The Voice Over Project: Jack's Drive In
SITE SPECIFIC SOUND INSTALLATION
Transforming a viewer's reality to a moment of cinema. To break reality and create a wholly immersive environment which occurs outside the normal flow of time. Disrupting the perspective of an unsuspecting viewer from the first to the third person.
You are seated, quite literally, on a park bench. You are watching the sun set, the birds rustle the trees, and the cars drive by. You are eating fries and a slider (what they call small greasy hamburgers in this part of NY) and drinking a Coke. You are taking part in the American summer ritual of eating dinner at a roadside diner.
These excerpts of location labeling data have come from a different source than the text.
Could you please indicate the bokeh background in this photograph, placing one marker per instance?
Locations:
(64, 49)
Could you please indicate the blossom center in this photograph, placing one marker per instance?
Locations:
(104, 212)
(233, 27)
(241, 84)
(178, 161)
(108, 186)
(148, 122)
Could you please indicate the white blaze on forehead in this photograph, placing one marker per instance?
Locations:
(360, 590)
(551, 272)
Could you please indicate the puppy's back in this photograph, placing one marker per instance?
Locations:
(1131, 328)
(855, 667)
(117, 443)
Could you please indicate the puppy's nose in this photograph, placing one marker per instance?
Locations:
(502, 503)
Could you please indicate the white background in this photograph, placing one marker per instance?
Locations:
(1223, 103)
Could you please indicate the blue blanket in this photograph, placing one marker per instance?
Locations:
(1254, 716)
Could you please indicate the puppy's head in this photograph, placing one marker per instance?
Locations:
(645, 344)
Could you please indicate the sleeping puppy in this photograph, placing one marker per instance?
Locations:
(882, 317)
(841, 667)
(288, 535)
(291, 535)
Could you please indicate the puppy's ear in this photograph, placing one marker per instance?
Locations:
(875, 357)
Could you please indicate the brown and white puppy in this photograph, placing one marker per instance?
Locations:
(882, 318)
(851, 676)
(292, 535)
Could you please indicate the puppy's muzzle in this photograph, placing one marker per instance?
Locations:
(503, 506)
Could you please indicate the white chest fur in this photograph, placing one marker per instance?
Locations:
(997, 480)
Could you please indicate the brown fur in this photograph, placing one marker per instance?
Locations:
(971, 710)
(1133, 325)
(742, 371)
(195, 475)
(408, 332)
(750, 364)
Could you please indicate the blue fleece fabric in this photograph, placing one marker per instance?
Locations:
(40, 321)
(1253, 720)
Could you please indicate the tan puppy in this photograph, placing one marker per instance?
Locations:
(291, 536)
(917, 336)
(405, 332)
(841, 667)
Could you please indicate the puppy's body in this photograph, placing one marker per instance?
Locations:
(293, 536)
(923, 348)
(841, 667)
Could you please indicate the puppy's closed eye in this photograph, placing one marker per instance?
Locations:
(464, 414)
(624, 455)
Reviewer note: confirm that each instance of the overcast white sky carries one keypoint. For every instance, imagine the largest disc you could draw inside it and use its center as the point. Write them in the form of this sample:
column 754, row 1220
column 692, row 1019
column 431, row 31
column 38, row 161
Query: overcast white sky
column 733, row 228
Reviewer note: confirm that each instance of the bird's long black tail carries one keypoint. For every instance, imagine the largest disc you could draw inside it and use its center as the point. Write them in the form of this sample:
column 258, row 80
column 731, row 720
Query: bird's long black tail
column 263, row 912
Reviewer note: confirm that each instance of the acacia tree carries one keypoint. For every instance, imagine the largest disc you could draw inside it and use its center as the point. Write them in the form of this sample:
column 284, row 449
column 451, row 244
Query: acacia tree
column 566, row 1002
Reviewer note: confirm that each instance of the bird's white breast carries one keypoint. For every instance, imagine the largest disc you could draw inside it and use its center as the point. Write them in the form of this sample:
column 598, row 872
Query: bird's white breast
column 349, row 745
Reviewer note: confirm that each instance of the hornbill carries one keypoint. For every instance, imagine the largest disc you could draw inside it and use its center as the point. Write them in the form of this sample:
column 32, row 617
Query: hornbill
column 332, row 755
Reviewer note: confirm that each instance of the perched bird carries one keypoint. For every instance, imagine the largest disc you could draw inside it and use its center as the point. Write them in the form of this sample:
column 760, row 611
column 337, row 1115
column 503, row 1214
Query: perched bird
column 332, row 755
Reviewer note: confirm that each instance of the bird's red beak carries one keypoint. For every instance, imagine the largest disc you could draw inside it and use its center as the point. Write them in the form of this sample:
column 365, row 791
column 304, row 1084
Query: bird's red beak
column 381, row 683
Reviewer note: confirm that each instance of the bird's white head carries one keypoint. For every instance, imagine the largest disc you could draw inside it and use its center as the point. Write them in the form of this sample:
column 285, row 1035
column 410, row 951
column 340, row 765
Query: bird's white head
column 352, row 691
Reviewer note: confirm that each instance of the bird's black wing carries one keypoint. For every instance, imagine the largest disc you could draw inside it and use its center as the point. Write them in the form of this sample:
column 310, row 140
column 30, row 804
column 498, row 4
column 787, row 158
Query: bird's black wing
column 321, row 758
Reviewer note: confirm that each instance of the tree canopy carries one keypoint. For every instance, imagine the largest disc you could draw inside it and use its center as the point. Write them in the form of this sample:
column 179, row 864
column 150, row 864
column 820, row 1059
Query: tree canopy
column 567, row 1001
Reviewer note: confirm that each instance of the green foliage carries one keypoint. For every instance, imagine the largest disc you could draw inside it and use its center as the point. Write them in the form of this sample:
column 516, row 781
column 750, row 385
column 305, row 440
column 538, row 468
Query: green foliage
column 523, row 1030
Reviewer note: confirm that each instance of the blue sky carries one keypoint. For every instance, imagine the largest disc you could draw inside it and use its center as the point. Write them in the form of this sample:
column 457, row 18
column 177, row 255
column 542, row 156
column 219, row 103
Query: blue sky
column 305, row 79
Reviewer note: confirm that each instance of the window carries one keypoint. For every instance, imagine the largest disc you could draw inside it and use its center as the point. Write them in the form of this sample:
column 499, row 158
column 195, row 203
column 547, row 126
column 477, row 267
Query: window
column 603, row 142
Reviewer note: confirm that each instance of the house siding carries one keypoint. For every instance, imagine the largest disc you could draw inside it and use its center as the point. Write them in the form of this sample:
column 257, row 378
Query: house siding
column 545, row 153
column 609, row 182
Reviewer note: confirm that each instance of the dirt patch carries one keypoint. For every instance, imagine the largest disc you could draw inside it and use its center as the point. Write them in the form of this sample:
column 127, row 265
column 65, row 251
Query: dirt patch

Everything is as it should be.
Suddenly you hear a voice coming mysteriously from nowhere. It is a narrative, a text about the "Architecture of the Hamburger and how it forms a reflection of ourselves". Without warning this invisible "voice over" causes your perspective to shift. You are now outside of yourself, observing your environment instead of experiencing it. The invisible narrative, happening as a voice over would in cinema, informs you somehow about yourself. Suddenly there is a self-realization about why you have come to a place like this and what purpose this ritual serves in our culture. This event, which occurs seemingly out of time, places you in history and in culture. You have come here for an early dinner, to eat outside, to do something that people do in the summer. You are now doing more than just eating, you are understanding. Switching roles from a participant of ritual, to one who understands it.
Jack's Drive In was one execution of The Voice Over Project. Each location this piece is installed has its own text and voice over.